U.S. sanctions Chinese firms over human rights abuses against Uyghur
The U.S. Department of Commerce sanctioned on Monday 14 Chinese tech companies over links to human rights abuses against Uyghur Muslims in Xinjiang, northwest China.
Adding these firms to the Entity List restricts American companies from collaborating with any of the listed businesses without a special license.
Among the listed companies is DeepGlint, a Chinese facial recognition firm, which is funded by Sequoia Capital, a venture capital firm based in Silicon Valley, who has yet to comment on the sanctions.
However, the Chinese company gained international bragging rights through the U.S. National Institute of Standards and Technology’s (NIST) Face Recognition Vendor Test.

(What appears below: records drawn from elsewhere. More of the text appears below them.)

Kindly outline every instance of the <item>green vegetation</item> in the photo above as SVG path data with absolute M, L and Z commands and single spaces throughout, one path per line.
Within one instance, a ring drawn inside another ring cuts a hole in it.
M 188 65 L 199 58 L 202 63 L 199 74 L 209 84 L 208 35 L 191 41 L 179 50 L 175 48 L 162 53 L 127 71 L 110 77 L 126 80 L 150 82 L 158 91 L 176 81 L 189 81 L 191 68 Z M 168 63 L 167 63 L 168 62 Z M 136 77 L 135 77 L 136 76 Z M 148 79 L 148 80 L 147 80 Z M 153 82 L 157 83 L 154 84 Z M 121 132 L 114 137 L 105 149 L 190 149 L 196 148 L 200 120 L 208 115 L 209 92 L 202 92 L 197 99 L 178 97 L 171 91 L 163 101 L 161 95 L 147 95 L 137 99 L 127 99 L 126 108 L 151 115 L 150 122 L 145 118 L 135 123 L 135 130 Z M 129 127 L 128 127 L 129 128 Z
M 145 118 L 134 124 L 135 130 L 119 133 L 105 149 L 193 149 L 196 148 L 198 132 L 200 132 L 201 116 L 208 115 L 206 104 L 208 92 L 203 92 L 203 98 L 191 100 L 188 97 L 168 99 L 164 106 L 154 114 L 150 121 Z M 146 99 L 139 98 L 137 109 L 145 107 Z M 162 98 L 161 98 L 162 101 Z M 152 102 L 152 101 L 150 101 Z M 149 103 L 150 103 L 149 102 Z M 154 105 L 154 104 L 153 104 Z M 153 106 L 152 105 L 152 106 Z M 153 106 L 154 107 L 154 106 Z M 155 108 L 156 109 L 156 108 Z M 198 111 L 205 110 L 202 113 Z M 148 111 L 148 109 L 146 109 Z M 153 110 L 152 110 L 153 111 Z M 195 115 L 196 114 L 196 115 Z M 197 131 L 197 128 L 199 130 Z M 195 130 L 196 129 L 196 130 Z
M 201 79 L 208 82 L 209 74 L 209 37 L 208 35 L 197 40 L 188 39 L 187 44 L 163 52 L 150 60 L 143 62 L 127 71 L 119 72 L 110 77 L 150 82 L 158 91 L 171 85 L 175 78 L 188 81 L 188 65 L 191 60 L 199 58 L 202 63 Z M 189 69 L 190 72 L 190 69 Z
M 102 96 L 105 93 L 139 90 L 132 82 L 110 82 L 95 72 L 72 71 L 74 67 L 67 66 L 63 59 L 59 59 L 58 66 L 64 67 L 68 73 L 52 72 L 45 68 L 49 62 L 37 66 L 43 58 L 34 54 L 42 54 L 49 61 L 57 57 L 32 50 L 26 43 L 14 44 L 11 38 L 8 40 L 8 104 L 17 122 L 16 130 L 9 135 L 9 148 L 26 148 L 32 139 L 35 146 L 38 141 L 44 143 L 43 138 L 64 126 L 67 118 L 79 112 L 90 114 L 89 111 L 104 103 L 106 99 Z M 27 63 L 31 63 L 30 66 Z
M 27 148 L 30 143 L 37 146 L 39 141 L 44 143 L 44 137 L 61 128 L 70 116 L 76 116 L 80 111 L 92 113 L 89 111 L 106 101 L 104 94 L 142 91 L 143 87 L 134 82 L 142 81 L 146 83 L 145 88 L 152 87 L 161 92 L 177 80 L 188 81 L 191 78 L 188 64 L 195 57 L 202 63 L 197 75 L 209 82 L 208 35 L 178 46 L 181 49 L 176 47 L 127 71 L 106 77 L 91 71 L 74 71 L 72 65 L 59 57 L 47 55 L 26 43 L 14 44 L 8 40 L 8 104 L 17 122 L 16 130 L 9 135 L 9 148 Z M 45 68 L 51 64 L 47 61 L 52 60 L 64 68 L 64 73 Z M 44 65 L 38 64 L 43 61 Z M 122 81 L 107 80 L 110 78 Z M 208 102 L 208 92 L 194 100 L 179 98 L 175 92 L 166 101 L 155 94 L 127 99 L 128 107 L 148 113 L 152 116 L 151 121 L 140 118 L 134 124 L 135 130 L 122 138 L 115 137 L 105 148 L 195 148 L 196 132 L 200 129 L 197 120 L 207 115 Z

The firm also claimed top accuracy last January giving it a powerful marketing tool in the security and surveillance industry. According to DeepGlint, its technology can capture images of, and identify, individuals and vehicles as far away as 50 meters, as it helped police catch a criminal who had been on the run for 20 years.
Although, the collaboration between Sequoia and DeepGlint started back in 2014, before China’s genocide of Uyghurs, the U.S.-based company funded another Chinese surveillance services provider, Yitu Technology, in 2020 that also ended up on the entity list for similar human rights abuses.
Likewise, the commerce department sanctioned two subsidiaries of Chinese military contractors, that separately offer surveillance equipment and services, which are Xinjiang Lianhai Chuangzhi company and Chengdu Xiwu Security System Alliance.
Xinjiang Lianhai Chuangzhi created an AI-powered checkpoint system that is able to track Uyghurs as they move around cities, according to a 2019 report from the Italian Institute for International Political Studies.
Leon Technology for surveillance services – controlled by the AI Chinese giant SenseTime – was sanctioned on Monday as well, for providing oppressive technology in Xinjiang in 2019.
The commerce department sanctions also included nine other Chinese companies for national security reasons, as well as companies in Iran, Russia, and Canada, among other countries.